Thrive Global: What’s the first thing you do when you get out of bed?
Jim Brady:
Check e-mail on my phone and then play with my old beagles for a bit.

TG: What gives you energy? 
JB:
Problems that are hard to solve. Knocking out simple tasks is fine, but it’s hard to derive energy from the routine.

TG: What’s your secret life hack?
JB:
Try to break huge tasks into small parts spanning over days rather than trying to get it all done at once.

TG: Name a book that changed your life. 
JB:
All the President’s Men. It was the book that made me decide I wanted to work in journalism. I saw the movie first, but then read the book and the increased detail about the reporting process fascinated me.

TG: Tell us about your relationship with your phone. Does it sleep with you? JB: Sort of. It’s always on the bedside table next to me. Rarely am I unsure where it is; it may as well be surgically attached.

TG: How do you deal with email?
JB:
I need to keep my inbox clean, or else everything else feels out of control. I rarely go to bed with more than 30 items in my inbox, and use Boomerang to keep things out of it that don’t require immediate attention.

TG: You unexpectedly find 15 minutes in your day, what do you do with it? 
JB: Probably work a crossword puzzle or pull a long read out of my Instapaper feed.

TG: When was the last time you felt burned out and why? 
JB:
Oh, it comes and goes all the time. It usually happens when 100 small things are piling up, and it feels impossible to get caught up. Key is just to take a deep breath, and just start knocking things off your to-do list one at a time to relieve the pressure. That usually works.

TG: When was the last time you felt you failed and how did you overcome it? 
JB: When the Thunderdome team I built in New York for Digital First Media was shut down. Not sure you totally ever overcome having your team shut down, but the best method is to not feel sorry for yourself and to focus on helping those who are much more directly impacted by decisions like that than you are as a senior manager.

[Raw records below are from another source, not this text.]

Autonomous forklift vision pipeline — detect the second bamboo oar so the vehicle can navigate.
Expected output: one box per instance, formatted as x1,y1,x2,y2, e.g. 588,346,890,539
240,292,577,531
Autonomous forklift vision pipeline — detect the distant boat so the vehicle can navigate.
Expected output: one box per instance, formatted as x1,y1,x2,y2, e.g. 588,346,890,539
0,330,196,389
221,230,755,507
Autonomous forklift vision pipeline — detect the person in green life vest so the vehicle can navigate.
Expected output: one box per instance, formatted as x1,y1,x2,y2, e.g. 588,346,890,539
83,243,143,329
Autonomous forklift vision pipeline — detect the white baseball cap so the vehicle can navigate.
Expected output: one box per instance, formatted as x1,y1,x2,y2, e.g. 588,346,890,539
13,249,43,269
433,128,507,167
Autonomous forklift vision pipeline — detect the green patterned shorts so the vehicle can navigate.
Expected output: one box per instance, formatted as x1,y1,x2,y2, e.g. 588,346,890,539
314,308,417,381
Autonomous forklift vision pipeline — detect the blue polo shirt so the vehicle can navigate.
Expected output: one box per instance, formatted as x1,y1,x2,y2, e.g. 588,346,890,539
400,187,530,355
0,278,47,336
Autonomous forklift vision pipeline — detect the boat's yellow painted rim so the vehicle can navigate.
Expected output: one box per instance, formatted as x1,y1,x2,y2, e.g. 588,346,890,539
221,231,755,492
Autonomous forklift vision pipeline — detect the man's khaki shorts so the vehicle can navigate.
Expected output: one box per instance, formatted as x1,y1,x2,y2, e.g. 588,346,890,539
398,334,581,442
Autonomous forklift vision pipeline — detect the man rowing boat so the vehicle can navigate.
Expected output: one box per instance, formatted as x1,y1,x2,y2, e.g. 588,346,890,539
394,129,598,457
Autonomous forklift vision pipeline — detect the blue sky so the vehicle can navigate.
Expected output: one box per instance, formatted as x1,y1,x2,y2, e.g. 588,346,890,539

If your team is laid off, the last person you can afford to worry about is yourself.

TG: Share a quote that you love and that gives you strength or peace. 
JB: “Do not go where the path may lead, go instead where there is no path and leave a trail.” — Ralph Waldo Emerson. It just reminds me that doing things differently isn’t a bug; it’s a feature.

Jim Brady is the founder and CEO of Spirited Media, which operates Billy Penn in Philadelphia and The Incline in Pittsburgh. He also currently serves as public editor of ESPN.